To sum up, the proposed CNN–STEAM model exhibits remarkable advantages in the processing and analysis of PE data. It provides new tools and methods for researchers and technicians in the PE field, effectively promotes PE development, and opens up a new direction for applying DL in this field. However, there is still considerable research space in aspects such as model performance optimization and privacy protection, which is worthy of further in-depth exploration.

Conclusion

Research contribution

The main contribution of this work is the successful design and validation of a novel CNN–STEAM model, which demonstrates exceptional performance in data processing and analysis tasks within the field of PE. Compared with traditional CNN and ResNet models, the CNN–STEAM model achieves significant improvements in both basic and prediction performance. Specifically, it achieves over 20% growth in key indicators such as accuracy, recall, and F1 score, while also effectively reducing response time. This work not only provides robust technical support for data processing in PE but also opens new avenues for the application of DL in this field, offering substantial theoretical and practical significance.

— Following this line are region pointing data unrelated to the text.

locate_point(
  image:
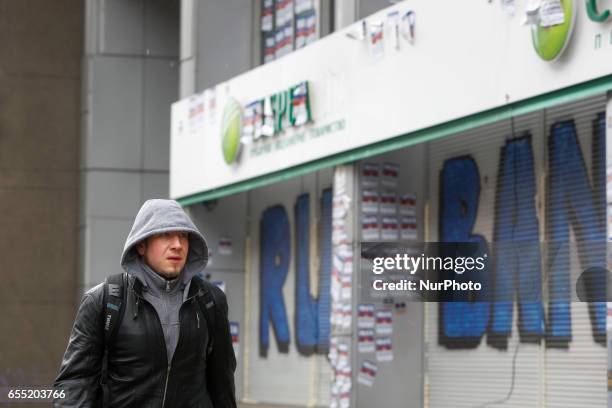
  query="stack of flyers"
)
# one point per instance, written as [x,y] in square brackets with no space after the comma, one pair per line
[389,230]
[365,316]
[388,202]
[384,322]
[284,12]
[346,282]
[408,230]
[369,228]
[384,349]
[284,40]
[267,16]
[299,104]
[390,174]
[303,5]
[306,29]
[367,373]
[346,316]
[365,341]
[369,201]
[369,175]
[408,204]
[341,204]
[377,45]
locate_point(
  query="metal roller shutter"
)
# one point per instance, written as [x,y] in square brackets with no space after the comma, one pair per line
[562,361]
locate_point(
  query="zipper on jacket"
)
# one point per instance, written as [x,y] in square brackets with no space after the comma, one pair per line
[166,386]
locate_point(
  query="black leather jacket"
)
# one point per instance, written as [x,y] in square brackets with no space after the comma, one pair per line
[139,374]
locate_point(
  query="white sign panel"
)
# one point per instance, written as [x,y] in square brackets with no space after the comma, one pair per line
[335,95]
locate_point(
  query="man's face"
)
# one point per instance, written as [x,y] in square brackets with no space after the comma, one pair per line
[165,253]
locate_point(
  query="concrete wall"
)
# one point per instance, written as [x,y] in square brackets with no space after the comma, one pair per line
[40,83]
[131,77]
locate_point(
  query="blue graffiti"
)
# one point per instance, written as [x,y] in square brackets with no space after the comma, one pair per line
[462,323]
[572,202]
[312,326]
[516,236]
[274,267]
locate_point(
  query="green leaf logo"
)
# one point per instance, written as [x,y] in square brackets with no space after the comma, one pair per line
[231,131]
[550,42]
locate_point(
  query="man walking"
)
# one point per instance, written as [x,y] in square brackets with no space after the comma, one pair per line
[158,335]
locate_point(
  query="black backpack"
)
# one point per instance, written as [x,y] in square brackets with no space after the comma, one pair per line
[115,296]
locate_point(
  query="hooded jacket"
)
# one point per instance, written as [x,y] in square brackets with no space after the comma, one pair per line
[160,356]
[156,217]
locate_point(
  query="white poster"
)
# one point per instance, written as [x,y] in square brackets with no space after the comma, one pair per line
[384,322]
[367,373]
[384,349]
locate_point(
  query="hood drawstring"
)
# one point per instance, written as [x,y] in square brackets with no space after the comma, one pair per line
[193,300]
[136,308]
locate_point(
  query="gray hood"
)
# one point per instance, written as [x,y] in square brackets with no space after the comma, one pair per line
[158,216]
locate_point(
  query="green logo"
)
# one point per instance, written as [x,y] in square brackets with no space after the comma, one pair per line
[231,131]
[549,42]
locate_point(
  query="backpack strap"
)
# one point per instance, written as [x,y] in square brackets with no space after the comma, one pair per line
[207,306]
[115,295]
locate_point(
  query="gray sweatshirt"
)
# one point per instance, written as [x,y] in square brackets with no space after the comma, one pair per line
[155,217]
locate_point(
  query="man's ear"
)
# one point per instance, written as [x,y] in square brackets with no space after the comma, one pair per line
[140,247]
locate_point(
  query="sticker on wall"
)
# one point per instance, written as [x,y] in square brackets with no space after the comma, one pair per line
[388,202]
[508,7]
[408,230]
[225,246]
[384,322]
[221,285]
[384,349]
[346,316]
[551,13]
[390,174]
[365,341]
[370,172]
[367,373]
[267,16]
[235,333]
[532,13]
[252,122]
[370,230]
[369,201]
[407,204]
[377,39]
[365,316]
[389,230]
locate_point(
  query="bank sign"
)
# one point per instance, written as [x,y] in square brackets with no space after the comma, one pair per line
[251,126]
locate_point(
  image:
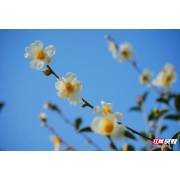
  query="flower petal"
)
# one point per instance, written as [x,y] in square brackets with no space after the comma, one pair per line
[62,95]
[98,110]
[107,105]
[118,132]
[50,50]
[119,116]
[39,45]
[71,77]
[60,85]
[75,98]
[96,125]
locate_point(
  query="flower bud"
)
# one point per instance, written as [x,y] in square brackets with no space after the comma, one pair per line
[152,135]
[46,72]
[139,99]
[106,36]
[88,142]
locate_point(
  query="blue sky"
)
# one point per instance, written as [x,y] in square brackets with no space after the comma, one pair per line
[85,53]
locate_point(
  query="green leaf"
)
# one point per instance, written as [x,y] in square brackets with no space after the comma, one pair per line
[130,148]
[163,128]
[151,116]
[162,100]
[86,129]
[144,96]
[157,149]
[129,135]
[1,105]
[138,108]
[162,112]
[172,116]
[144,139]
[77,123]
[175,137]
[177,102]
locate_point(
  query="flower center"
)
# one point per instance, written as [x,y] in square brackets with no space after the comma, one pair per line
[168,78]
[144,79]
[107,111]
[40,55]
[125,53]
[112,47]
[108,126]
[57,141]
[69,89]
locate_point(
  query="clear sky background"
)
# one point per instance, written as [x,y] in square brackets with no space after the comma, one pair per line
[85,53]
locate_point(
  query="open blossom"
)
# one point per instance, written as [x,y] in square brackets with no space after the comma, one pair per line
[165,77]
[107,109]
[145,77]
[40,57]
[126,52]
[68,88]
[107,126]
[57,142]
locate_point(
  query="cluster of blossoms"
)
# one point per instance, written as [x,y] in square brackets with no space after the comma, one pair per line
[164,79]
[68,87]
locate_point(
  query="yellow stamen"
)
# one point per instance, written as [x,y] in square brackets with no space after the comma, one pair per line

Future works and research limitations

Despite the significant achievements, there are still some limitations and areas for improvement. Future work will focus on optimizing the structure and parameters of the CNN–STEAM model to further enhance its performance. Additionally, it will explore the model’s applicability to a broader range of tasks in PE. Efforts will also be made to improve the model’s generalization ability and robustness to handle more complex and variable data environments. Finally, considering data privacy and security issues, there will be an increased focus on enhancing the model’s privacy protection capabilities to ensure compliance and safety in data usage.